Alcoa rallies to 12.40 in January and carves out an ascending triangle pattern. It tests resistance for more than two months and breaks out in late March, in an action impulse that stalls above 13. The stock then enters the reaction impulse, grinding sideways in a rectangle pattern right on top of new support. The new floor holds and price ejects in the resolution impulse, climbing above the prior high and confirming the new uptrend.

Exxon-Mobil carves out a five-month cup and handle pattern with resistance at 96 and breaks out in December, signaling an action impulse. It climbs above 100 and tops out, yielding a reaction impulse that drops into new support, now fortified by the 50-day EMA. The stock gaps through that level, triggering a failed breakout characteristic of resolution impulses that go badly for trend followers. Note how accumulation as measured by On Balance Volume doesn’t move higher with price, generating a notable bearish divergence. This is a common characteristic in resolution failure swings.

Trading Strategies

Each impulse of the action-reaction-resolution cycle supports narrowly tailored trading strategies. Play the breakout when price pushes above resistance or the breakdown when it fails support. Or take a narrow range entry, entering in low volatility before the move occurs and placing a tight stop, getting out for a small loss if proved wrong. Either way, take profits aggressively after the trend wave gets underway to avoid holding through the reaction impulse.  A trailing stop works very well in these conditions, locking in profits by raising or lowering it as the security swings in your direction.

Buy the dip or sell the rip during reaction impulses when price pulls back to new support or resistance. Or wait for a minor failure, like a violation of the breakout level that comes into stronger support at the 50-day EMA. Buy at this deeper level while breakout traders get shaken out or wait until price reemerges above broken support and take the upturn as your buy signal.  Just keep in mind the reaction impulse tends to last longer than the action or resolution impulses and taking risk too early can generate unfavorable opportunity cost.

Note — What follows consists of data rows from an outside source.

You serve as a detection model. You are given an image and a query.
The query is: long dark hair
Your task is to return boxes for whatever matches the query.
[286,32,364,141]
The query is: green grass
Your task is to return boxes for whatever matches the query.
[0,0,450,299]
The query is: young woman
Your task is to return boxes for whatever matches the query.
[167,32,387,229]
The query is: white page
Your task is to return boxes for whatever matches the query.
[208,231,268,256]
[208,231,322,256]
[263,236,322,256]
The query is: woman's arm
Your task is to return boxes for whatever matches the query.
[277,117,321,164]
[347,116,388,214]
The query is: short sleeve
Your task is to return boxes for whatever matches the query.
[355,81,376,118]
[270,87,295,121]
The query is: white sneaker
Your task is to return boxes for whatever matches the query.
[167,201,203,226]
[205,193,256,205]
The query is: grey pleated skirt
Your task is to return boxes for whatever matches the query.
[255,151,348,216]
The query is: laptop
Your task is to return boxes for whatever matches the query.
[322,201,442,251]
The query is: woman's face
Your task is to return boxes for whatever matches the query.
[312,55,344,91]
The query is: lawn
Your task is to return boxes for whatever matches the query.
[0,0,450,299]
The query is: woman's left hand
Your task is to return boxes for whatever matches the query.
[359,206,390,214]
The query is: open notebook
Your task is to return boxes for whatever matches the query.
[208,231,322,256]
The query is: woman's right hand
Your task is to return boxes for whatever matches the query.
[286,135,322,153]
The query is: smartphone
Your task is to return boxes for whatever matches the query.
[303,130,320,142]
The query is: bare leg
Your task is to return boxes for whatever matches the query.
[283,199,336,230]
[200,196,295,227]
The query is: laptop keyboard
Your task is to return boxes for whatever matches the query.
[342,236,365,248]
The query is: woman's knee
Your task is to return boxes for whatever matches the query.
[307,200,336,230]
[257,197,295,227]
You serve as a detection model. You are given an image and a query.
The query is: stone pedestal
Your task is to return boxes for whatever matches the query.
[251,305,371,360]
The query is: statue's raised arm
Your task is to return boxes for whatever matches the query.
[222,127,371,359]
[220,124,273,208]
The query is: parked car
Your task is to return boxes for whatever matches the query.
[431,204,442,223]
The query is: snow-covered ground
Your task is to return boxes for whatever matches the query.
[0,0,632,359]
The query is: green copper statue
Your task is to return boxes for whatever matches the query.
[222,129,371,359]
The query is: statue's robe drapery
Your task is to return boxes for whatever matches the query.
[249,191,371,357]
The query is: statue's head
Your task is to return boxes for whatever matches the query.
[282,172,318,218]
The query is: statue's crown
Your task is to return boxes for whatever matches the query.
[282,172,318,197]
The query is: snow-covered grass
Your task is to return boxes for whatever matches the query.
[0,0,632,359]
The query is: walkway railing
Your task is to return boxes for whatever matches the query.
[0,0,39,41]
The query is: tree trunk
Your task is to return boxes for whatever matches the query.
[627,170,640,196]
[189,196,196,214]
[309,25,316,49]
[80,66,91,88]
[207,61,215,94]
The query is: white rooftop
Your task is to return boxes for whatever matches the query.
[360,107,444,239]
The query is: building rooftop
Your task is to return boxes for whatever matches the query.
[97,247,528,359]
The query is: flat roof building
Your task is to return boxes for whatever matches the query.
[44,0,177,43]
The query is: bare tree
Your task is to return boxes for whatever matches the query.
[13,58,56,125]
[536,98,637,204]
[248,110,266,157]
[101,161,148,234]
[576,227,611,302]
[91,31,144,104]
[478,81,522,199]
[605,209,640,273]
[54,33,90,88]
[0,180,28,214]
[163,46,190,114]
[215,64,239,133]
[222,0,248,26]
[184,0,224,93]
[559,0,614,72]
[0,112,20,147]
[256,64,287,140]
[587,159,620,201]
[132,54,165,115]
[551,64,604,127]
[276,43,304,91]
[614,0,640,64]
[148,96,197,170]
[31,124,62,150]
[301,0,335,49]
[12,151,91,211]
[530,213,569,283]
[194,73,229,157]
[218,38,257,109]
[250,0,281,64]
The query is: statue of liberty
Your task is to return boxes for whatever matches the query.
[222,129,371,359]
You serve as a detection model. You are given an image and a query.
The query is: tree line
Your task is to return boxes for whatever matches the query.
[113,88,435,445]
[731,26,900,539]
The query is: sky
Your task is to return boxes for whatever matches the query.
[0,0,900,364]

Shift to a momentum strategy when the resolution impulse sets into motion, buying high and selling higher or selling short low and covering lower.  This impulse tends to elicit the most favorable price rate of change of the three impulses. This happens because trend confirmation or pattern failure signals go off across a variety of platforms, generating fresh rounds of trading activity that translate into rapid price movement.

KLA-Tencor illustrates a pullback trade that uses the crowd’s pain as rally fuel. It enters an action impulse, breaking above three-month resistance at 58 and trading up to 61. The reaction impulse then kicks into gear, building a three-week sideways pattern, followed by a gap that drops price into the 50-day EMA after cutting through new support. Breakout traders are forced to book losses on the gap, which also attracts short sellers, while observant traders recognize the opportunity and go long, with stop losses below the gap down bar. The stock tests the moving average for two weeks and jumps above the original breakout level, in a secondary buy signal that triggers a resolution impulse and new high.

Symantec (SYMC) shows a failed breakdown trade that relies on short sellers getting too aggressive with the well-known head and shoulder pattern. Price descends to the neckline in February, bounces along its edges for over a month and gaps down on high volume, entering an action impulse that triggers all sorts of sell short signals. That selloff bar marks the swing low, ahead of a two-week bounce that lifts price above the neckline but below the 50-day EMA. The reaction impulse continues for another six weeks while price hugs the underside of the moving average. The May rally triggers a buy signal and the resolution impulse, which gains momentum from trapped short sellers forced to cover positions.